Andy Watson

Personal information
- Full name: Andrew Anthony Watson
- Date of birth: 1 April 1967 (age 59)
- Place of birth: Leeds, England
- Height: 5 ft 9 in (1.75 m)
- Position: Striker

Youth career
- Yorkshire Amateur

Senior career*
- Years: Team / Apps / (Gls)
- 1987–1988: Harrogate Town
- 1988–1990: Halifax Town / 83 / (15)
- 1990–1991: Swansea City / 14 / (1)
- 1991–1993: Carlisle United / 56 / (22)
- 1993–1996: Blackpool / 115 / (43)
- 1996–1999: Walsall / 84 / (15)
- Garforth Town
- Doncaster Rovers
- Total:  / 352 / (96)

= Andy Watson (footballer, born 1967) =

English footballer

Andrew Anthony Watson (born 1 April 1967) is an English former professional footballer. He played as a striker in a career spanning twelve years, and made over 300 league appearances.

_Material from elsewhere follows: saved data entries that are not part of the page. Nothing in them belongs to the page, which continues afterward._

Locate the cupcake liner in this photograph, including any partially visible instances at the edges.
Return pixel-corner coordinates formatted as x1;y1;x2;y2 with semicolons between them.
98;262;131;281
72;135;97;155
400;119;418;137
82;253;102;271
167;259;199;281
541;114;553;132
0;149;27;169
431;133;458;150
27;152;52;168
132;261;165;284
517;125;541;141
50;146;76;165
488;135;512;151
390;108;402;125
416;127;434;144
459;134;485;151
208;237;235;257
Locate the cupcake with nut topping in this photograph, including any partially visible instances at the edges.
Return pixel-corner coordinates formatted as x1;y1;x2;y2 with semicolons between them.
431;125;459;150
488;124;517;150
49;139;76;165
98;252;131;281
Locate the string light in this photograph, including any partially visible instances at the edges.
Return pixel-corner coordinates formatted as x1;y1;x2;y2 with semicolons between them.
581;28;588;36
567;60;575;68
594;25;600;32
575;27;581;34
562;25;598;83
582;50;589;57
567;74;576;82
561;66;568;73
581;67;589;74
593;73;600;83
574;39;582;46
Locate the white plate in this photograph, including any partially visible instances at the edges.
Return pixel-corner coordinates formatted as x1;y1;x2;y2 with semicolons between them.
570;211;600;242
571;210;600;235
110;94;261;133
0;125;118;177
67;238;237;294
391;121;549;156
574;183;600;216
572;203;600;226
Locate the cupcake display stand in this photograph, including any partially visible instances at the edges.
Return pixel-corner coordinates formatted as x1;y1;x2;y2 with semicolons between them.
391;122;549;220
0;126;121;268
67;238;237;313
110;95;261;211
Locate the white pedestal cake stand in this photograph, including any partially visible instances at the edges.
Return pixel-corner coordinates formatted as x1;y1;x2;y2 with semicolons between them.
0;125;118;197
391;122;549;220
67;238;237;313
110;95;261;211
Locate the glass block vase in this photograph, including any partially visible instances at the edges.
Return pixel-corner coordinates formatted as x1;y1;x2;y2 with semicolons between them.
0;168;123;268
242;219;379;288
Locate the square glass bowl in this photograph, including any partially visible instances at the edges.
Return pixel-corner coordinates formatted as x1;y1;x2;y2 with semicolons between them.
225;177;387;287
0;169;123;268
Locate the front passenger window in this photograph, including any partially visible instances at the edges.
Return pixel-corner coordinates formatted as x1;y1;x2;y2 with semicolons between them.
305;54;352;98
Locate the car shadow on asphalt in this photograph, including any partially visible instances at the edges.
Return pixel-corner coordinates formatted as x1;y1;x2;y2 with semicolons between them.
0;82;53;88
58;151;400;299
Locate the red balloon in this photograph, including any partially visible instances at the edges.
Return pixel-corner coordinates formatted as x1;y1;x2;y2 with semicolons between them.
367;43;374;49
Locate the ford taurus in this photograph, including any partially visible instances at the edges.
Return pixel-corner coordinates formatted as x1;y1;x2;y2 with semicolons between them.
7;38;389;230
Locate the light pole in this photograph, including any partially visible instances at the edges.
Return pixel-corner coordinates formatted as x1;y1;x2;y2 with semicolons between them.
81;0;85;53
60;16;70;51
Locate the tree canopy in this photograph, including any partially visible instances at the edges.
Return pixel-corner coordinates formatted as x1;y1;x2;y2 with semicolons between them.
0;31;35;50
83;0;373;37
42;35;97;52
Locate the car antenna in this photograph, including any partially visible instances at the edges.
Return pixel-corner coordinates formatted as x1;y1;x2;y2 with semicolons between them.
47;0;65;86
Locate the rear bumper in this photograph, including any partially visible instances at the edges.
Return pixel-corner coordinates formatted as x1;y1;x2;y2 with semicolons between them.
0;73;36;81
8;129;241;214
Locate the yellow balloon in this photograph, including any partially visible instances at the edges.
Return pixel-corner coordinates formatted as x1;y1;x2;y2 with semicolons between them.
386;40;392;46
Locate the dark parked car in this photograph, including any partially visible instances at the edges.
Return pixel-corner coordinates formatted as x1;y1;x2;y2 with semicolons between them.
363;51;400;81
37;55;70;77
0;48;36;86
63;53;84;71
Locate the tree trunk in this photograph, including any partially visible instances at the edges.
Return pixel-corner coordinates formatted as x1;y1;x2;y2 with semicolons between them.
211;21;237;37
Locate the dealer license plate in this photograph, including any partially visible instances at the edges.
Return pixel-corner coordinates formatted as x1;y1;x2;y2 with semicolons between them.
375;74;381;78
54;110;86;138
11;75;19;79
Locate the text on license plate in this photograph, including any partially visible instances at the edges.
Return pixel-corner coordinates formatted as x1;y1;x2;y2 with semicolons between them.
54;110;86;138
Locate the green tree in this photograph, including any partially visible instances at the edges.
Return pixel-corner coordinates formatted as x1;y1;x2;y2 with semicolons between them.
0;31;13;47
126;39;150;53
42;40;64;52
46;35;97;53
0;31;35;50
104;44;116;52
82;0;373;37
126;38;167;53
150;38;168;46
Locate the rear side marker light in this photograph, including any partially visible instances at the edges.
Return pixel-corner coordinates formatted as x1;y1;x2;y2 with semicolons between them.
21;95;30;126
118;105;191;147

After coming through the youth system at Yorkshire Amateur, Watson began his career in his native Yorkshire with Harrogate Town in 1987. After just a year he was signed by Halifax Town, then under the guidance of Billy Ayre.

After two years at the Shay, Watson joined Swansea City in 1990 for £40,000. With only a handful of games for the Swans to his name, he moved north the following year to Carlisle United. It was with the Cumbrians that he established his best goals average, scoring 22 times in 56 league appearances.

In 1993, Watson was signed for £55,000 by Blackpool, where he was reunited with Billy Ayre. He was purchased with funds raised via the club's "Buy A Player" match, a scheme by which money from gate receipts was given to the manager for spending in the transfer market. (The match in question was Blackpool v. Rotherham United on 16 January 1993, which drew a crowd of 6,144.)

Watson scored his first goals for Blackpool in a 3–3 draw with Preston North End in the West Lancashire derby. His haul of 20 League goals in the 1993–94 season remained a record for 27 years, until Jerry Yates equalled it in the 2020–21 campaign.

In six years at Bloomfield Road, Watson formed a successful partnership with Tony Ellis and scored 43 goals in League 115 appearances.

Gary Megson, who succeeded Sam Allardyce as Blackpool manager in 1996, decided Watson was surplus to requirements and sold him to Walsall for £60,000. He brought his career to a close at Doncaster Rovers.